The Long Night
Birdisland
Developer
-
Publisher
Genre
rpg, horror
Platform
PC
Status
unreleased
Role
Lead Designer
The Long Night is a narrative-driven horror RPG set during the Great Frost of 1709, in a small Slavic village teetering on the edge of collapse. The player takes on the role of Petar, a young torchbearer and guide who arrives in the village of Malo Svjetlo with an imperial investigator, only to find the settlement consumed by a creeping supernatural darkness. The world, already scarred by plague and starvation, now buckles under a curse that appears to feed on fear, superstition, and human paranoia.
The Long Night is a compact, run-based RPG built for replayability. Each 2–3 hour playthrough reveals only part of the story, encouraging multiple runs to uncover new characters, choices, and outcomes. There’s no single “true” ending—only different costs and consequences shaped by the player's actions. The game builds horror through atmosphere, uncertainty, and consequence rather than gore. Its supernatural elements stem from folklore and fear, with a sentient darkness that manifests villagers’ anxieties, warping the world into something monstrous and surreal.

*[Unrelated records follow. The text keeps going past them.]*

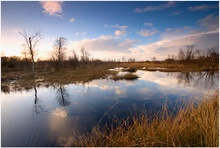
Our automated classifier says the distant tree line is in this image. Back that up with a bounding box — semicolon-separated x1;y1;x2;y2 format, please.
165;45;219;69
1;27;219;72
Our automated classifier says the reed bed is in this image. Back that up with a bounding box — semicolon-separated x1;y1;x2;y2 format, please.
59;91;219;147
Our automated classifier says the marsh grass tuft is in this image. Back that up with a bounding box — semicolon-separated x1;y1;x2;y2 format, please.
111;73;139;81
60;91;219;147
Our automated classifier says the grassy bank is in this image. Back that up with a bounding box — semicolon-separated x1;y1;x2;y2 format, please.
1;62;218;91
60;91;219;147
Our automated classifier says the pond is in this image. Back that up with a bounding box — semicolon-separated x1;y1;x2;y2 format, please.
1;70;219;147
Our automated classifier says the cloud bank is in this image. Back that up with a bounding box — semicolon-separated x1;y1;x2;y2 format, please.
40;1;63;18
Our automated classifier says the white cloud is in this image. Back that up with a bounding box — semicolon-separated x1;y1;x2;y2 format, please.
188;4;219;11
40;1;63;18
69;36;138;60
134;1;175;13
74;32;80;35
115;29;126;36
104;24;128;36
129;31;219;60
197;14;219;31
137;29;158;37
144;23;154;27
70;18;75;23
74;31;86;36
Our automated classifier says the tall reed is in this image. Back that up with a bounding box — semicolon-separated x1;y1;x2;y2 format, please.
60;91;219;147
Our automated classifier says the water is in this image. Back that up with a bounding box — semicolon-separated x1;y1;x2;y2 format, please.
1;70;219;147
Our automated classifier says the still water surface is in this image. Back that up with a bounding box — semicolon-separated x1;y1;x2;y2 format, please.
1;70;219;147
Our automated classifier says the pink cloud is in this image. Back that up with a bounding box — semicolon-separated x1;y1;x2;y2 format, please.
40;1;63;18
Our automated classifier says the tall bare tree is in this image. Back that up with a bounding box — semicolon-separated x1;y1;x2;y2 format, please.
53;37;67;71
19;29;42;75
80;47;90;62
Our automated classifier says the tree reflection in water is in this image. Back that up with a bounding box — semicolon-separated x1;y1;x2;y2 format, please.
167;71;219;89
56;84;70;107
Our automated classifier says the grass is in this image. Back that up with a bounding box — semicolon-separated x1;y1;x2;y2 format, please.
60;91;219;147
111;73;139;81
1;62;217;91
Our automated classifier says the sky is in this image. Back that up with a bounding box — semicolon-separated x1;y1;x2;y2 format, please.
1;1;219;61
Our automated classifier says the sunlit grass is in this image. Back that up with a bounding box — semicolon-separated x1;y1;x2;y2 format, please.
59;91;219;147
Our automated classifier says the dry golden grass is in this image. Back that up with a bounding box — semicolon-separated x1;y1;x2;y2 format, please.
59;91;219;147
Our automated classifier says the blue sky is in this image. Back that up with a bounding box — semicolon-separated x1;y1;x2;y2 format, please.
1;1;219;60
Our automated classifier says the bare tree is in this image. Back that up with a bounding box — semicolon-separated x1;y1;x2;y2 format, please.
53;37;67;71
69;50;79;69
19;29;42;75
80;47;90;62
202;47;219;69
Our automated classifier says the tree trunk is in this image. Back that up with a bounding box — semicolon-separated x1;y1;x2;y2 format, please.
29;37;35;76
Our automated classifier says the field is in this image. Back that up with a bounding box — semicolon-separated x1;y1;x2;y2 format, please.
59;91;219;147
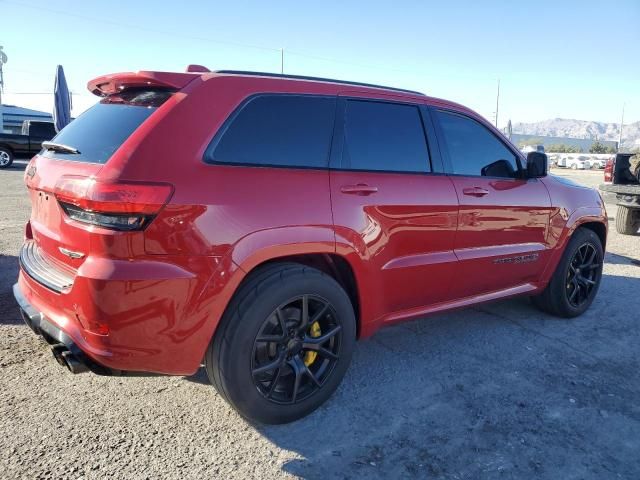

Gameplay alternates between daytime segments in the Village Hub and nighttime expeditions into the surrounding Outskirts. During the day, players interact with villagers, manage resources, level up, and accept quests. At night, the tone shifts. The player ventures into the dark, investigating strange occurrences while trying to stay within the safety of light. As the darkness closes in, exploration gives way to combat, transitioning to abstracted grid-based battle scenes where enemy encounters and environmental effects escalate the tension. Light and darkness play a direct mechanical role; certain tiles provide buffs or debuffs, while enemies manipulate lighting to their advantage. Combat ends either in victory or death, and failure during these encounters can permanently end a run.
The combat system is partially shared between Njords Embrace and The Long Night, since both games were developed simultaneously. Sharing the foundation of a stat- and grid-based system, typical for many western RPGs, The Long Night focuses on synergies. The player can’t access their companions’ inventories and therefore needs to adapt their equipment. Items, traits, and injuries rarely ever just change a stat, but interact with each other, allowing for powerful chain effects.
Designed using modular systems drawn from earlier projects, The Long Night combines streamlined RPG mechanics with deeply integrated narrative systems. Exploration, combat, and dialogue are all built to reinforce the game’s core themes: connection versus isolation, fear as a self-fulfilling prophecy, and the tension between rationality and belief in the face of the unknown.
I began this project as the sole designer, responsible for all design aspects until another designer joined a couple of months into development. Collaborating closely with game direction, I helped define the game’s core design and identity, building on earlier RPG prototypes to refine our approach to traditional grid-based systems.
My key responsibilities included designing the combat system through extensive paper prototyping, iterating on the stat-based equipment system, and improving our internal tool for generating in-game content from table data. I also led UI/UX efforts, managing the pipeline and implementing UI directly in-engine, and supported tech art by creating particle effects and shaders.
A unique challenge was the simultaneous development of two similar titles, requiring constant context-switching and adapting shared systems to suit different gameplay goals.